Community health initiative/AbuseFilter

In 2017 the Wikimedia Foundation's Anti-Harassment Tools team explored ways to improve the AbuseFilter extension so communities can use the powerful tool to prevent and monitor potential harassment, similar to how vandalism and spam are prevented and monitored.

This page documents a feature the Wikimedia Foundation's Anti-Harassment Tools team has built. Development of this feature is complete.

🗣 We invite you to join the discussion!

No future development work is planned on AbuseFilter by the Anti-Harassment Tools team.

Goals

Improve AbuseFilter so admins have stronger tools at their disposal to prevent, identify, and monitor harassing behavior.
Alleviate performance concerns so communities don't need to pick-and-chose which filters are active.
Add functionality to allow more sophisticated detection. (ORES, anti-spoof, regex captures)

Background

On ENWP

The AbuseFilter extension is enabled on most wikis. On the English Wikipedia it is called 'Edit filter' because it is used to log and monitor other events other than just abuse, though filters can be used for other logged actions, and not just edits. Wikipedia:Edit filter explains the features and the tool can be found at Special:AbuseFilter.

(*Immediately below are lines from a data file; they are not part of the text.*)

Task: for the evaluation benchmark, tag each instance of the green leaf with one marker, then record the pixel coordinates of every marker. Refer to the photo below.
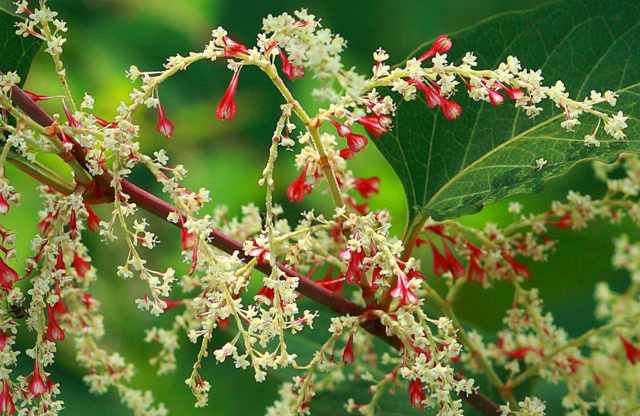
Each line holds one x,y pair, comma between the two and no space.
451,168
16,52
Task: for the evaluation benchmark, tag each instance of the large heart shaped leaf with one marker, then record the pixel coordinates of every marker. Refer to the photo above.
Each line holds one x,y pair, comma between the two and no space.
451,168
16,53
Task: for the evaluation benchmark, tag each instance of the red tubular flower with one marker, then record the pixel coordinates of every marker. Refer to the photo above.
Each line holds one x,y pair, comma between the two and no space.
563,222
105,123
416,394
433,97
187,239
441,45
367,187
164,125
3,339
342,129
54,332
347,355
495,97
227,108
633,353
6,401
451,109
291,71
266,293
300,187
93,221
475,273
60,265
232,47
402,291
440,264
4,205
356,142
73,225
72,121
261,254
518,268
346,153
521,353
361,208
454,265
36,97
513,93
37,386
170,304
335,285
356,267
376,125
8,276
81,265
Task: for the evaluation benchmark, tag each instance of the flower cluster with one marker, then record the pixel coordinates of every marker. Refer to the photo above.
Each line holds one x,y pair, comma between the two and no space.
353,248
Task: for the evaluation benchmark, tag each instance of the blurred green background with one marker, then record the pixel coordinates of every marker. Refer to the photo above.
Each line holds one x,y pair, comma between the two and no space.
107,36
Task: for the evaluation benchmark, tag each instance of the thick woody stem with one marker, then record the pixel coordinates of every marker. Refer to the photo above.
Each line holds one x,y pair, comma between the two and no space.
307,287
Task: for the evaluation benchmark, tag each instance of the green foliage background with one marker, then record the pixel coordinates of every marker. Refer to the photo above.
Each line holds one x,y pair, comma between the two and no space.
106,37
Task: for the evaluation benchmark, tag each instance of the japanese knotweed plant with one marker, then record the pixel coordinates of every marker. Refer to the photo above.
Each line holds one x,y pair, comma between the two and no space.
452,155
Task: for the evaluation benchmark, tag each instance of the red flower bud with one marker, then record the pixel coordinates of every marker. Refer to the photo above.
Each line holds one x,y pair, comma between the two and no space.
82,266
564,222
361,208
367,187
416,394
37,98
8,276
633,353
4,205
291,71
6,401
346,153
93,221
440,264
441,45
376,125
454,265
495,97
232,47
104,123
164,125
298,188
73,225
227,108
342,129
402,291
356,142
347,355
72,121
54,332
37,386
451,109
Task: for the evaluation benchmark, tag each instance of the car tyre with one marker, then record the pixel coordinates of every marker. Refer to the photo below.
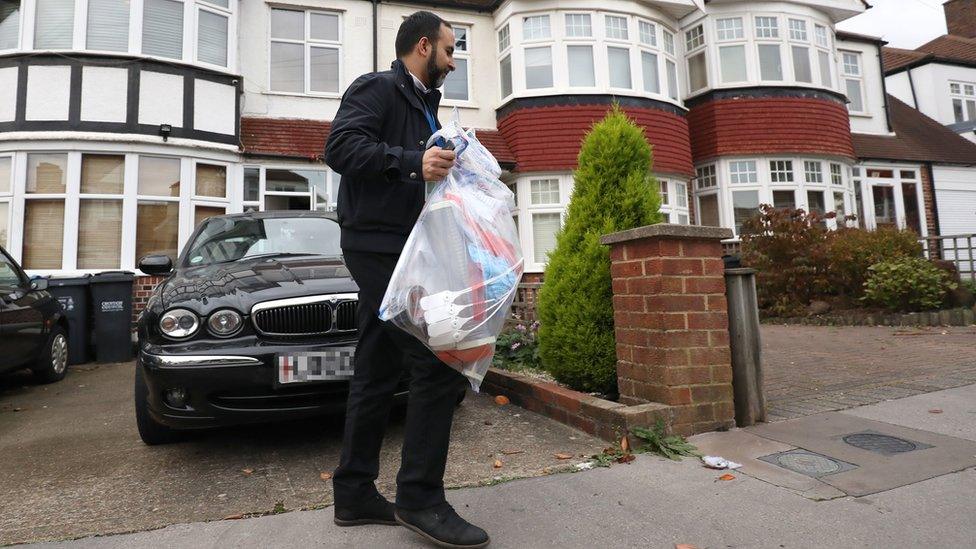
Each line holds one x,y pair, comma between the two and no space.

There are ~220 users (most of which are administrators) on ENWP who have permissions to create or modify these filters, known as "edit filter managers", or EFMs. Edit filters are written in a language similar to other high-level programming languages. Full documentation can be found at mw:Extension:AbuseFilter/Rules format, with some additional documentation at w:en:Wikipedia:Edit filter/Documentation. In short, filters can search for actions (e.g. a user making many rapid edits, user removes a large section of text, account creation) or strings (e.g. curse words, spam URLs) and compare them against information about the user (e.g. username, registration date, lifetime edit count) and the page they are editing (e.g. namespace, title, recent contributors). In addition to basic logging, if the filter is triggered it can do one of four actions:

Block the user — this is not used on ENWP.
Prohibit, or "disallow" the edit from being saved.
Warn the user with a custom message and require a confirmation before publishing.
Tag the edit (en:Wikipedia:Tags).

All hits to enabled filters are publicly logged. However edit filter managers can set the visibility of a particular filter to private, so that the filter details are only visible to EFMs. This privacy also applies when searching for hits to a specific filter in the logs (example). When reviewing the user's filter log, hits to private filters are still listed, but the ID of the filter is not disclosed.

Performance management

When a user publishes an edit their revision is processed through as many edit filters as possible, in increasing numerical order, until 1,000 conditions are hit. In essence, each boolean operation is considered one "condition". If the edit runs through 1,000 conditions but not all filters, the remaining filters are skipped. This is to keep the filters lean and reduce the time between submitting a publish and the publish succeeding.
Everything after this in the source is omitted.